Proximus and Orange Belgium also claim their network-sharing will pave the way to a quicker and more comprehensive roll-out of 5G in Belgium.
Through consolidating their resources, the operators expect to see a 20% increase in the number of mobile sites, compared their stand-alone radio access networks.
The shared mobile access network will be planned, built and operated by a new equally owned joint venture starting early next year.
Although they will share their mobile access networks, the two companies will retain full control over their own spectrum resources, and they will continue to independently operate their core networks to offer a separate customer experience and service.
Each party will have the freedom to deploy non-shared sites and capacity into the network at the lowest level of capillarity. At the site level, they will also each be able to set data and voice quality parameters to deploy spectrum bands and technology layers.
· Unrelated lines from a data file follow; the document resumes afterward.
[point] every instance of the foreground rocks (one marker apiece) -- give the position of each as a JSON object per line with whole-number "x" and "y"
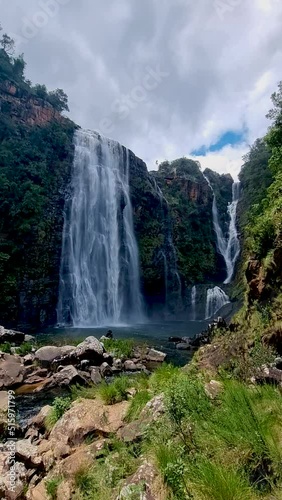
{"x": 52, "y": 366}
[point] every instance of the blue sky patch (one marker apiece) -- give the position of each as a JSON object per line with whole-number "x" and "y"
{"x": 230, "y": 138}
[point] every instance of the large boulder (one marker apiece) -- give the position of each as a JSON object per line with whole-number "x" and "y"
{"x": 3, "y": 411}
{"x": 12, "y": 372}
{"x": 88, "y": 417}
{"x": 90, "y": 349}
{"x": 46, "y": 355}
{"x": 11, "y": 336}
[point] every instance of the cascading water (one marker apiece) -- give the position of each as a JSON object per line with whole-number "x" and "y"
{"x": 229, "y": 248}
{"x": 216, "y": 299}
{"x": 99, "y": 280}
{"x": 193, "y": 302}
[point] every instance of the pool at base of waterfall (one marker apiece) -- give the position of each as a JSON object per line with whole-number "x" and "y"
{"x": 153, "y": 334}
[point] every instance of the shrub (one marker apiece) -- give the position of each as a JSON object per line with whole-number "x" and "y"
{"x": 52, "y": 486}
{"x": 116, "y": 391}
{"x": 6, "y": 347}
{"x": 161, "y": 378}
{"x": 137, "y": 404}
{"x": 59, "y": 407}
{"x": 119, "y": 348}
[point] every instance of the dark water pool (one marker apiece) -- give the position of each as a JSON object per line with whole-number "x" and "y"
{"x": 154, "y": 334}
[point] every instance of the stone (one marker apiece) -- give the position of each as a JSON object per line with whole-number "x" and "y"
{"x": 67, "y": 376}
{"x": 11, "y": 372}
{"x": 87, "y": 417}
{"x": 213, "y": 389}
{"x": 3, "y": 411}
{"x": 96, "y": 375}
{"x": 141, "y": 484}
{"x": 91, "y": 349}
{"x": 46, "y": 355}
{"x": 183, "y": 347}
{"x": 130, "y": 366}
{"x": 117, "y": 365}
{"x": 155, "y": 356}
{"x": 27, "y": 453}
{"x": 39, "y": 420}
{"x": 11, "y": 336}
{"x": 106, "y": 370}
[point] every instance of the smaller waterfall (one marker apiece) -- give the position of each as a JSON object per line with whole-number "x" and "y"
{"x": 193, "y": 302}
{"x": 229, "y": 248}
{"x": 216, "y": 299}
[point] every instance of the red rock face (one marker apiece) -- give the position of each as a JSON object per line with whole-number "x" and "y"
{"x": 26, "y": 108}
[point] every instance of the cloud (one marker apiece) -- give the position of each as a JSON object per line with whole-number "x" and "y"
{"x": 221, "y": 69}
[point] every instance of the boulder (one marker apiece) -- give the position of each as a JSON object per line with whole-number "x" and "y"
{"x": 130, "y": 366}
{"x": 46, "y": 355}
{"x": 3, "y": 411}
{"x": 141, "y": 484}
{"x": 91, "y": 349}
{"x": 96, "y": 375}
{"x": 12, "y": 372}
{"x": 106, "y": 370}
{"x": 213, "y": 389}
{"x": 183, "y": 347}
{"x": 27, "y": 453}
{"x": 87, "y": 417}
{"x": 11, "y": 336}
{"x": 155, "y": 356}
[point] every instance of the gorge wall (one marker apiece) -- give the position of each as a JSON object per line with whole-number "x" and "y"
{"x": 172, "y": 211}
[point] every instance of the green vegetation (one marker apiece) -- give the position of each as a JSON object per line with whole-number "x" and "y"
{"x": 119, "y": 348}
{"x": 59, "y": 407}
{"x": 52, "y": 486}
{"x": 35, "y": 170}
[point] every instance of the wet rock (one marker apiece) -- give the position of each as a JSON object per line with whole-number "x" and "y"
{"x": 141, "y": 484}
{"x": 130, "y": 366}
{"x": 183, "y": 347}
{"x": 27, "y": 453}
{"x": 3, "y": 411}
{"x": 11, "y": 336}
{"x": 96, "y": 375}
{"x": 106, "y": 370}
{"x": 155, "y": 356}
{"x": 12, "y": 372}
{"x": 87, "y": 417}
{"x": 91, "y": 349}
{"x": 46, "y": 355}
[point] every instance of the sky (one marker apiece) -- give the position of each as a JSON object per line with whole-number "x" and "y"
{"x": 166, "y": 78}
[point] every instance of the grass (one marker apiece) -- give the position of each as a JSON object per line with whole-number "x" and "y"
{"x": 59, "y": 407}
{"x": 161, "y": 378}
{"x": 119, "y": 348}
{"x": 137, "y": 404}
{"x": 52, "y": 486}
{"x": 106, "y": 474}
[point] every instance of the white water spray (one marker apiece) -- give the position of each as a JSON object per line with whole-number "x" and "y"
{"x": 229, "y": 248}
{"x": 99, "y": 280}
{"x": 216, "y": 299}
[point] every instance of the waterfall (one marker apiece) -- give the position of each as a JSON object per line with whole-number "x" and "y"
{"x": 216, "y": 299}
{"x": 99, "y": 279}
{"x": 193, "y": 302}
{"x": 229, "y": 248}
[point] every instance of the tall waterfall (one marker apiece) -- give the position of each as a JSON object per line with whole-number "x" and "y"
{"x": 99, "y": 281}
{"x": 193, "y": 302}
{"x": 216, "y": 299}
{"x": 229, "y": 247}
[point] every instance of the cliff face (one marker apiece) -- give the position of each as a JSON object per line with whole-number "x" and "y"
{"x": 24, "y": 108}
{"x": 36, "y": 160}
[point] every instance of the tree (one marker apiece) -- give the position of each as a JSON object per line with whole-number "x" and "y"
{"x": 59, "y": 99}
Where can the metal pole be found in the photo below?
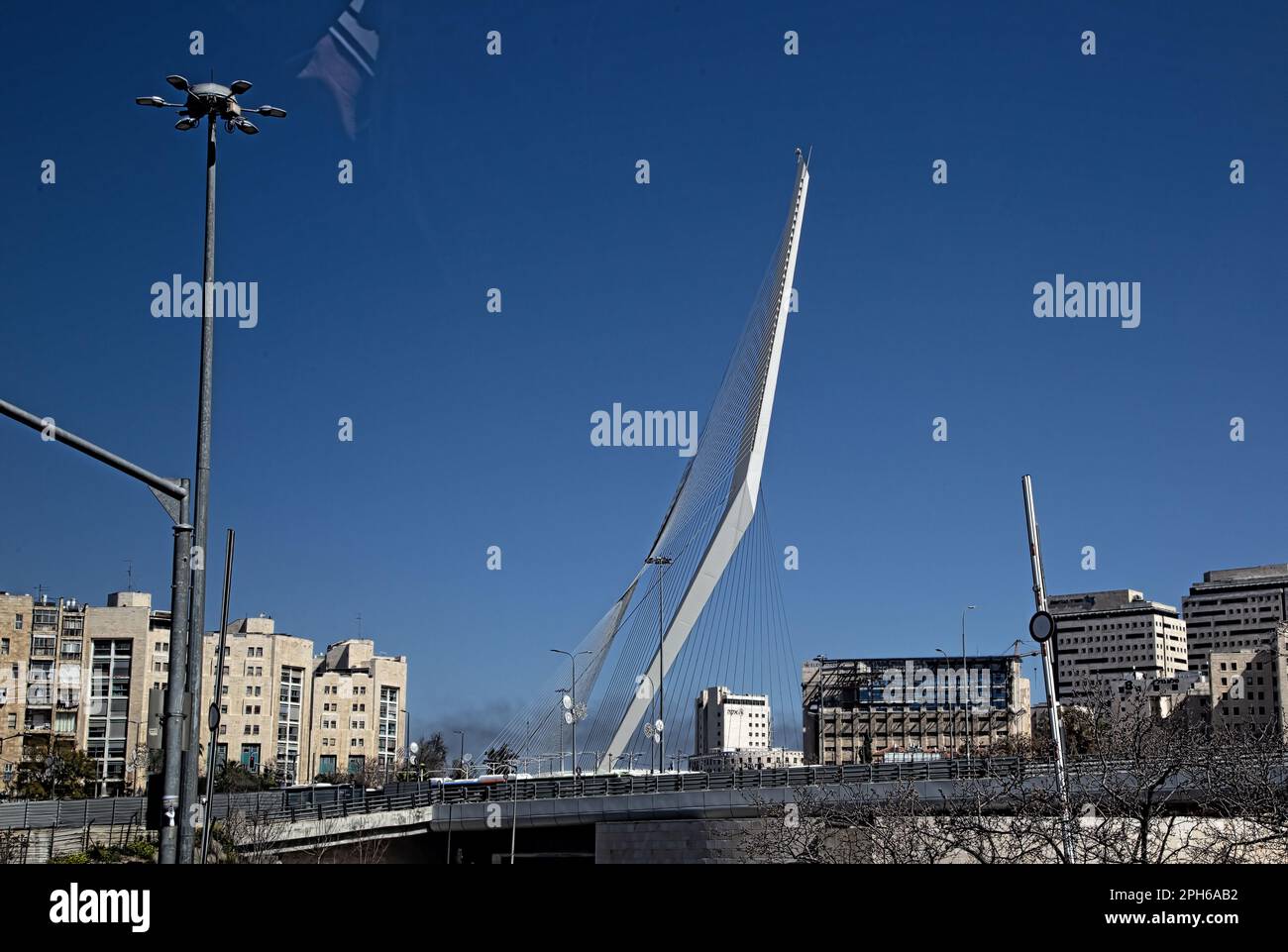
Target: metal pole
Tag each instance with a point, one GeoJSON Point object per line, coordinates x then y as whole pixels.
{"type": "Point", "coordinates": [160, 483]}
{"type": "Point", "coordinates": [952, 710]}
{"type": "Point", "coordinates": [661, 672]}
{"type": "Point", "coordinates": [201, 505]}
{"type": "Point", "coordinates": [1048, 672]}
{"type": "Point", "coordinates": [514, 805]}
{"type": "Point", "coordinates": [970, 734]}
{"type": "Point", "coordinates": [171, 733]}
{"type": "Point", "coordinates": [217, 698]}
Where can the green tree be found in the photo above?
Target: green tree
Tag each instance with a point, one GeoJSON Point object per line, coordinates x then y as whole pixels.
{"type": "Point", "coordinates": [67, 775]}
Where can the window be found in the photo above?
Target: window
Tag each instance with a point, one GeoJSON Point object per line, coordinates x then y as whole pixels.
{"type": "Point", "coordinates": [387, 724]}
{"type": "Point", "coordinates": [290, 697]}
The agreement will also include the complete separation of usage and user data and full freedom to set independent policies to enhance the network performance, security and automation.
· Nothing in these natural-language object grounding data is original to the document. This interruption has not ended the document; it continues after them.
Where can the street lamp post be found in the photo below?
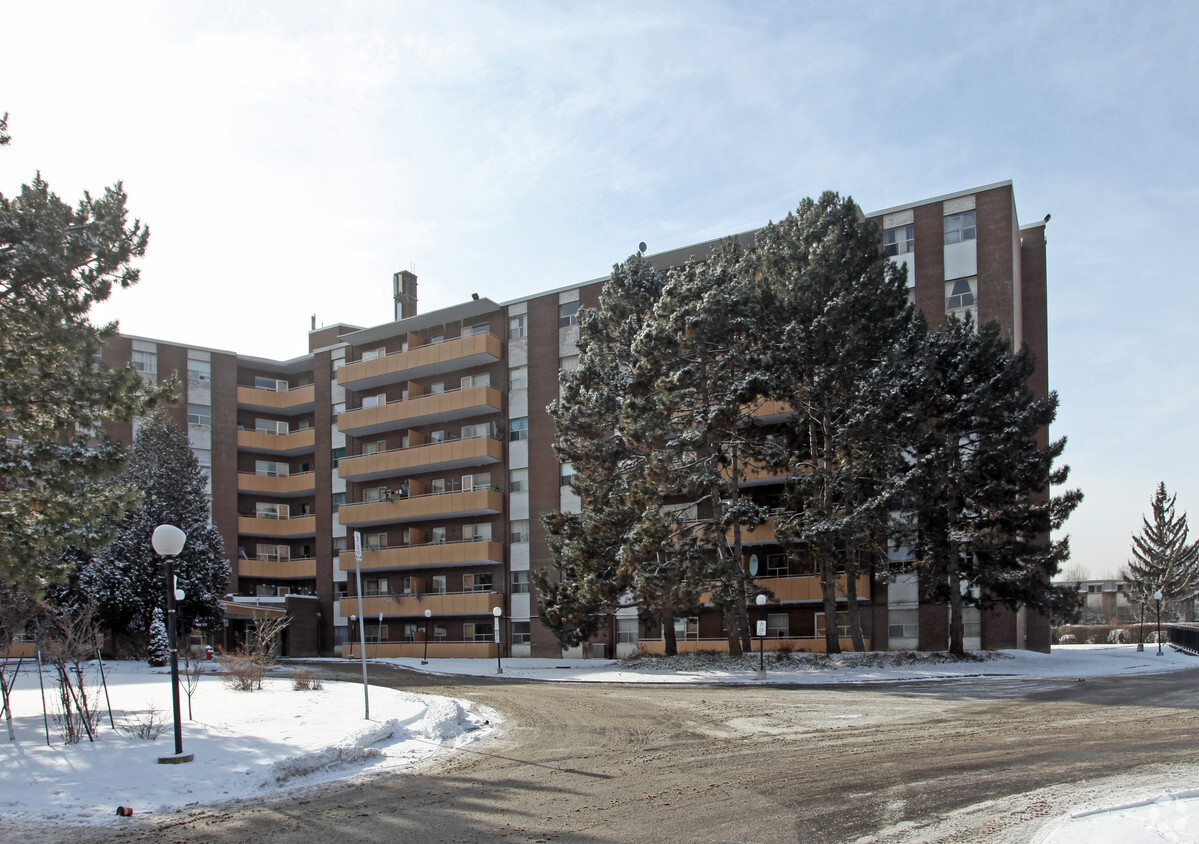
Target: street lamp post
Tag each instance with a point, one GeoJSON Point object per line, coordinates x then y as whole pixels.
{"type": "Point", "coordinates": [168, 543]}
{"type": "Point", "coordinates": [1157, 597]}
{"type": "Point", "coordinates": [498, 612]}
{"type": "Point", "coordinates": [761, 635]}
{"type": "Point", "coordinates": [428, 615]}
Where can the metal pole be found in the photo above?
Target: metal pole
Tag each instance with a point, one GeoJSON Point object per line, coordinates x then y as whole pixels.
{"type": "Point", "coordinates": [362, 621]}
{"type": "Point", "coordinates": [174, 653]}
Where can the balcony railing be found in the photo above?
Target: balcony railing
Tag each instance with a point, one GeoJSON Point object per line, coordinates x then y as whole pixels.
{"type": "Point", "coordinates": [303, 568]}
{"type": "Point", "coordinates": [295, 401]}
{"type": "Point", "coordinates": [446, 603]}
{"type": "Point", "coordinates": [295, 442]}
{"type": "Point", "coordinates": [294, 526]}
{"type": "Point", "coordinates": [432, 359]}
{"type": "Point", "coordinates": [446, 407]}
{"type": "Point", "coordinates": [444, 554]}
{"type": "Point", "coordinates": [422, 507]}
{"type": "Point", "coordinates": [429, 457]}
{"type": "Point", "coordinates": [277, 484]}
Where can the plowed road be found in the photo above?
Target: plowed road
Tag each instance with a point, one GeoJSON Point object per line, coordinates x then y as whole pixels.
{"type": "Point", "coordinates": [970, 760]}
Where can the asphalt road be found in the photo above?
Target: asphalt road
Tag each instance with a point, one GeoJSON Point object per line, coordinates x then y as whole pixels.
{"type": "Point", "coordinates": [971, 760]}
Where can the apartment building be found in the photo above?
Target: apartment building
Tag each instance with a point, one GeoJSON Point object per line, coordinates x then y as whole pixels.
{"type": "Point", "coordinates": [427, 435]}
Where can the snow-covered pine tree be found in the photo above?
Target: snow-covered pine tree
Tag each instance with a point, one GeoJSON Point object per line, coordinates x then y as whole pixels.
{"type": "Point", "coordinates": [55, 460]}
{"type": "Point", "coordinates": [158, 650]}
{"type": "Point", "coordinates": [841, 339]}
{"type": "Point", "coordinates": [984, 510]}
{"type": "Point", "coordinates": [1162, 556]}
{"type": "Point", "coordinates": [126, 579]}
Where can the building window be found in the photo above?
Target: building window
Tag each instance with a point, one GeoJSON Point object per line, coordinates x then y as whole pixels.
{"type": "Point", "coordinates": [519, 530]}
{"type": "Point", "coordinates": [476, 583]}
{"type": "Point", "coordinates": [899, 240]}
{"type": "Point", "coordinates": [519, 583]}
{"type": "Point", "coordinates": [145, 362]}
{"type": "Point", "coordinates": [476, 532]}
{"type": "Point", "coordinates": [959, 227]}
{"type": "Point", "coordinates": [199, 371]}
{"type": "Point", "coordinates": [903, 624]}
{"type": "Point", "coordinates": [777, 626]}
{"type": "Point", "coordinates": [962, 296]}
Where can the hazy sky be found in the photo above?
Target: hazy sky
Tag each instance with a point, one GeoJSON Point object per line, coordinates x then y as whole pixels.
{"type": "Point", "coordinates": [289, 157]}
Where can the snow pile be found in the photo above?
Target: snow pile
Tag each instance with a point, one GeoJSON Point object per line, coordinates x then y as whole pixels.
{"type": "Point", "coordinates": [247, 745]}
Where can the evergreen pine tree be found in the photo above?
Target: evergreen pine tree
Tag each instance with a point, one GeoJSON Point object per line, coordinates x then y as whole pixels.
{"type": "Point", "coordinates": [158, 652]}
{"type": "Point", "coordinates": [839, 344]}
{"type": "Point", "coordinates": [1162, 556]}
{"type": "Point", "coordinates": [126, 578]}
{"type": "Point", "coordinates": [984, 510]}
{"type": "Point", "coordinates": [55, 462]}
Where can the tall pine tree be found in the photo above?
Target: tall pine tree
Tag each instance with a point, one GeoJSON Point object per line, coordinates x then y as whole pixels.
{"type": "Point", "coordinates": [126, 578]}
{"type": "Point", "coordinates": [55, 462]}
{"type": "Point", "coordinates": [1162, 556]}
{"type": "Point", "coordinates": [984, 507]}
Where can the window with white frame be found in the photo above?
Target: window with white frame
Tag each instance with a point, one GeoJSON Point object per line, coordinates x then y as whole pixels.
{"type": "Point", "coordinates": [962, 296]}
{"type": "Point", "coordinates": [480, 531]}
{"type": "Point", "coordinates": [199, 371]}
{"type": "Point", "coordinates": [777, 626]}
{"type": "Point", "coordinates": [903, 624]}
{"type": "Point", "coordinates": [519, 531]}
{"type": "Point", "coordinates": [959, 227]}
{"type": "Point", "coordinates": [899, 240]}
{"type": "Point", "coordinates": [519, 583]}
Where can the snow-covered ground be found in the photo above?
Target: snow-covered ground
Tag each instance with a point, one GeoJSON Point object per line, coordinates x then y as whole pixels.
{"type": "Point", "coordinates": [253, 745]}
{"type": "Point", "coordinates": [247, 745]}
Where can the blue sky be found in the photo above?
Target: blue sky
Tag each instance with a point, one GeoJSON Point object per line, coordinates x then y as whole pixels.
{"type": "Point", "coordinates": [290, 156]}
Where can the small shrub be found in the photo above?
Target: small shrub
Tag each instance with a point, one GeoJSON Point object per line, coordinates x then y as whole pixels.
{"type": "Point", "coordinates": [146, 725]}
{"type": "Point", "coordinates": [242, 673]}
{"type": "Point", "coordinates": [306, 681]}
Dominique Leroy, CEO of Proximus, said, “The signing of the term sheet is an important step in reaching a final mobile access network-sharing agreement between Proximus and Orange Belgium.
"It will allow us to embark on a faster and broader 5G roll-out while improving mobile network capacity and coverage to the benefit of our customers, while keeping a strong and differentiated customer experience.”
“It will help us to realise operational cost efficiencies that will enable us to sustain future networks roll-out and fuel digital investments,” she added.
Multi-million euro benefits
Orange Belgium says it will spend €130 million over the next three years to implement the agreement but expects the arrangement to deliver cumulative OpEx and CapEx savings of €300 million over ten years.
A statement from Proximus notes, “Network sharing also generates important environmental benefits as it reduces the number of antenna sites, leading to less visual burden, and decreases the total energy consumption by approximately 20%, which is equivalent to the consumption of 10,000 households in Belgium.”
The announcement follows the recent launch of several European network-sharing deals, including between Orange and Vodafone in Spain; Fastweb and Wind Tre in Italy; and Tele2 and Bite in Latvia and Lithuania.
Financial anlaysts Jefferies commented, “Cost savings are material and credible – we estimate net upside of €0.4/€1.1 per share for ]the two] from the first 10 years, [that is] material upside particularly for [Orange Belgium].
The regulatory stance might be supportive because the co-operation does not impinge on differentiation and competition, and supports industrial policy goals (coverage, road to 5G).”
Michaël Trabbia, CEO, Orange, said, Mobile access network sharing is a trend in Europe which benefits consumers, as it enables more efficient investments to cope with the increasing data consumption.”